SBA Open Forum Discusses Faculty E-Mails

While a substantial portion of last Tuesday’s SBA meeting covered topics such as staplers next to (or within!) printers,  the upcoming expiration of our resident Subway’s contract, bike racks, and not the least, a resolution on diversity and inclusion, a bit of a shadow seemed to loom over the first segment of the agenda as the representatives awaited the inevitable.  In the wake of the recent spate of e-mails following the death of Justice Scalia, the agenda was split between reactions to the faculty’s use of the GULC e-mail as an appropriate forum for the discourse and the SBA president’s public response to the discussion.

The debate regarding professors’ use of e-mail to publicize their reactions to both Scalia’s death and GULC’s subsequent press release seemed to reflect an even split.  Many questioned the policies in place for obtaining permission to e-mail the entire student body, remarking on the difficulty of securing permission for the most mundane of announcements, while others voiced concern that student exclusion from such a dialogue would be a grave wrong.  This in turn generated a discussion regarding the availability of other platforms of debate, such as town halls that have taken place in the past on the main campus (such as last year).  Several representatives brought up the need to preserve the Law Center’s reputation in the eyes of incoming students and donors, but the room was divided on whether the e-mail chain did in fact do so, or just the opposite.  To this end, many felt that their constituents were marginalized by Dean Treanor’s statement, and that Professor Peller’s e-mail, were uniquely positioned to articulate their displeasure.  Others countered that the back-and-forth represented a petty melodrama best kept private.  One representative bemoaned the implication of student impressionability underlying several of the e-mails.  The overwhelming theme that permeated the debate was the valuation of civil discourse: it was the form that discourse might take that provided the fodder for debate.

Due to the discussion’s relatively wide coverage, SBA President Rachel Morris crafted a message to be included in the organization’s weekly e-mail update, which provided the substance of the second half of the debate that evening.  It lauded Scalia as a “brilliant … disciplined and principled jurist who held the Court, our Constitution, and this great nation in the highest esteem.”  In a nod to the parties outraged by Dean Treanor’s original press release, Morris reminded the student body that “whether we agree with another’s thinking or they challenge our own thinking, we are fortunate to attend an academic institution whose strength in part derives from the respect for diversity of thought.”  She then referenced the friendship between Justices Scalia and Ginsburg as a parallel for the discourse that’s swept the campus over the past few weeks.

This latest iteration in a discussion that seems to be gaining force as it becomes further chronologically removed from its genesis proved a step too far for several members of the Association.  One representative stated that because Morris was elected as representative of the student body, her choice to speak decisively for the community was inappropriate.  Another retorted that precisely because  Morris is president, she is entitled to speak for the students, and urged any student feeling underrepresented to cast his or her vote for SBA president next year in a manner that would reflect this disenchantment.  An overwhelming majority of the representatives at the meeting pointed to the address formulated by the Black Law Students Association as an appropriate and commendable response to the discourse.

The letter (which can be found here), states that “while we support an individual student’s choice to mourn, it must also be acknowledged that Justice Scalia’s legacy affects us in vastly different ways.

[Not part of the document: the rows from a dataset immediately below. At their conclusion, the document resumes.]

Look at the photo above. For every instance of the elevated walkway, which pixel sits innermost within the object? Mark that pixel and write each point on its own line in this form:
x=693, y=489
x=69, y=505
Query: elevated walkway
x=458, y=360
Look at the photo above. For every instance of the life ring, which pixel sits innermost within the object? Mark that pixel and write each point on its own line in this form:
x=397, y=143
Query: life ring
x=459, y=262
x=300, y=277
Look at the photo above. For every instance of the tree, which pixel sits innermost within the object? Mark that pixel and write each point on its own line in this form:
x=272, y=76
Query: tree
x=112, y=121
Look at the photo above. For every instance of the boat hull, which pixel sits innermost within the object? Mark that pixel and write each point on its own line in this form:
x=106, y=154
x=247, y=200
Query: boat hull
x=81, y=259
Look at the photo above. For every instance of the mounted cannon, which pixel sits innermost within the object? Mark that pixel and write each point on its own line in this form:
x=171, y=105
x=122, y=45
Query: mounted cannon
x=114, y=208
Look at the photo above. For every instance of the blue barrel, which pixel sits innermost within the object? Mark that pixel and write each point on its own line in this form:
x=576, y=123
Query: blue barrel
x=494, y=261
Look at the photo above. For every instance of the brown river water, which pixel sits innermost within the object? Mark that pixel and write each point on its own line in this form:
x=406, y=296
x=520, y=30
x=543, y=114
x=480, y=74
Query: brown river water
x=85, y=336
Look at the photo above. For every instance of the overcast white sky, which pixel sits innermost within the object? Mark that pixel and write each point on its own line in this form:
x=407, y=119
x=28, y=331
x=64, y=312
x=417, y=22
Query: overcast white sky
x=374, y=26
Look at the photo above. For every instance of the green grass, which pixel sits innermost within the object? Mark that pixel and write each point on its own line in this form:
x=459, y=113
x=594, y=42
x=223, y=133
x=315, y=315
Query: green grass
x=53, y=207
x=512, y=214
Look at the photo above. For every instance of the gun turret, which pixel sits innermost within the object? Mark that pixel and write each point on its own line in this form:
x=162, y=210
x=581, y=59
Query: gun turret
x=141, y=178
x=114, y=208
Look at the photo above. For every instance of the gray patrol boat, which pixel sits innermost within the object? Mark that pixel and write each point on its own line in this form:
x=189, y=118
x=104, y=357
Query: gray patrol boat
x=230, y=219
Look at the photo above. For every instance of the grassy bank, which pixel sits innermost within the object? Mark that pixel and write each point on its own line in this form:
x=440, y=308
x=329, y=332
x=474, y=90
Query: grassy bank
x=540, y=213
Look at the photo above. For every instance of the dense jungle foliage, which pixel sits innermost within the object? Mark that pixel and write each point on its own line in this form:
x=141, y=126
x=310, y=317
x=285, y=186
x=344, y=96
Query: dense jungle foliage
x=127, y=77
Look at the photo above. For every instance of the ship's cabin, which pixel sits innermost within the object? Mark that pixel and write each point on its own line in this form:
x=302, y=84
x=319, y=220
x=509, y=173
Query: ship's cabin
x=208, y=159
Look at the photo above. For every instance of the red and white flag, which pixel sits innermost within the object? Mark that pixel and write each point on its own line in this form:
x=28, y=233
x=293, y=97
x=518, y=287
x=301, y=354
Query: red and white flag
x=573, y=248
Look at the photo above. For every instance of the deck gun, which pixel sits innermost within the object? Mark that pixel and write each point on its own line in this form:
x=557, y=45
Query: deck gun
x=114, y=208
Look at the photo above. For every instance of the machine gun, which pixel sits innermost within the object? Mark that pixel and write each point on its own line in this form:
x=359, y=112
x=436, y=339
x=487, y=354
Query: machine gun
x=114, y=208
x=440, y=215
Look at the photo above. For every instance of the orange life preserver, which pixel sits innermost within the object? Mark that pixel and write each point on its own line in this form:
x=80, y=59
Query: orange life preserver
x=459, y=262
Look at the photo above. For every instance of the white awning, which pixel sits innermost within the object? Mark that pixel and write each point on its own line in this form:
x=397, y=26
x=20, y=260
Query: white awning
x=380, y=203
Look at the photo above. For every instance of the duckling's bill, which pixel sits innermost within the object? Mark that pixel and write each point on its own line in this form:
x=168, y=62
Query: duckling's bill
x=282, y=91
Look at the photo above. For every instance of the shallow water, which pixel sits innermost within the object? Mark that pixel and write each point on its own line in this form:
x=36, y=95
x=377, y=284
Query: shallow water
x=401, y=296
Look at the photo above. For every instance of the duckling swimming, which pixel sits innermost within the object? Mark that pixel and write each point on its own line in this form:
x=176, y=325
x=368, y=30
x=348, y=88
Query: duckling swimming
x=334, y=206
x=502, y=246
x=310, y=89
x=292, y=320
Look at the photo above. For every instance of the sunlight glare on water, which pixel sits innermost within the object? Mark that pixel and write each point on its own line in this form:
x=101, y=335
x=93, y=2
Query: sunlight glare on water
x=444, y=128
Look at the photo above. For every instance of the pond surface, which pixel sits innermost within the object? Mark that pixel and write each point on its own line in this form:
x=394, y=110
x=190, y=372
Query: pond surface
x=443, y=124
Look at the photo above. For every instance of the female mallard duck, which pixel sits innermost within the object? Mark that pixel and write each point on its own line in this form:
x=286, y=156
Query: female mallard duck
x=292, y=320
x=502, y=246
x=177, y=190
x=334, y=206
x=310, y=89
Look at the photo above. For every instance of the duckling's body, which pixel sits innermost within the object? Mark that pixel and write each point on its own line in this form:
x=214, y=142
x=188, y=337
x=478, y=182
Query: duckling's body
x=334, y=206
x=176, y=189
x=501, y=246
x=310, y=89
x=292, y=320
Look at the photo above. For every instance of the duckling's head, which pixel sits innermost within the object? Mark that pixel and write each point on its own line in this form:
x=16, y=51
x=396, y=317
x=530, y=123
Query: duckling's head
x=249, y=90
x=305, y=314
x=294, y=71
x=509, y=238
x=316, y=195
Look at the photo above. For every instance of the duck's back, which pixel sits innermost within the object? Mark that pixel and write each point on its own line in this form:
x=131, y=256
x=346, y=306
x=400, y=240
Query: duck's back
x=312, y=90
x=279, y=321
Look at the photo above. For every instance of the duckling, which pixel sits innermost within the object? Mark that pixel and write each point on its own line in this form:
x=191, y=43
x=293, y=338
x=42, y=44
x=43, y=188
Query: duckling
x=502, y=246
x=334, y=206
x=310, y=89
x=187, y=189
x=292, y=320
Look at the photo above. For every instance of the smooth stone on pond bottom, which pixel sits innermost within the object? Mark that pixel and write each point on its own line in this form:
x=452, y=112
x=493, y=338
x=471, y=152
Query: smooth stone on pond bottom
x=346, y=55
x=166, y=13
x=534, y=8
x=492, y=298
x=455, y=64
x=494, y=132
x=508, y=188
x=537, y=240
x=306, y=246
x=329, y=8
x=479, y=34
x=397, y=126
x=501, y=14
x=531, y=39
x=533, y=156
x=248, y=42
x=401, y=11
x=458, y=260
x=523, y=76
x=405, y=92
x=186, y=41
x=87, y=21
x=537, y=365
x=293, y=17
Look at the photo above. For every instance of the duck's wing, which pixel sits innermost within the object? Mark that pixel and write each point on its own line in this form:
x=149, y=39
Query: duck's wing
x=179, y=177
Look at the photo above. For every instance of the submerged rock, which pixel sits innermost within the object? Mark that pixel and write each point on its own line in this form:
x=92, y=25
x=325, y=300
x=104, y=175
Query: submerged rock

As a result, some of the viewpoints expressed in the email exchange were disheartening for many in our membership. It is our hope that we can be candid with our community in this letter regarding those sentiments, and as a result, foster an environment of greater inclusiveness at Georgetown Law.”  The address went on to examine Professor Rosenkranz’s and Barnett’s depiction of 1Ls who might be “traumatized, hurt, shaken, and angry” following Professor Peller’s e-mail, and pointed out that many Black Students would fit the same description following the “callous, ill-formed analogy to the legacy of Justice Thurgood Marshall in [Rosenkranz’s and Barnett’s] email response.”  It also referenced comments made by Justice Scalia months prior to his death regarding  affirmative action, concluding that “in the same spirit of understanding and empathy called for by professors, and given Justice Scalia’s often polarizing, offensive and intolerant stances, we ask that an individual’s decision of whether or not to mourn be equally respected.”

While it’s difficult to say if any conclusions were reached by the close of meeting, what was abundantly clear throughout was the overarching sense that SBA representatives take their positions as the student body’s voice very seriously.  While the conversation was at times heated and sometimes colorful, the diversity of viewpoints and the respectfulness of the commentary perhaps reflected the civil discourse that the students seem to be requesting of their faculty.

Audio recordings of SBA meetings are available on their website.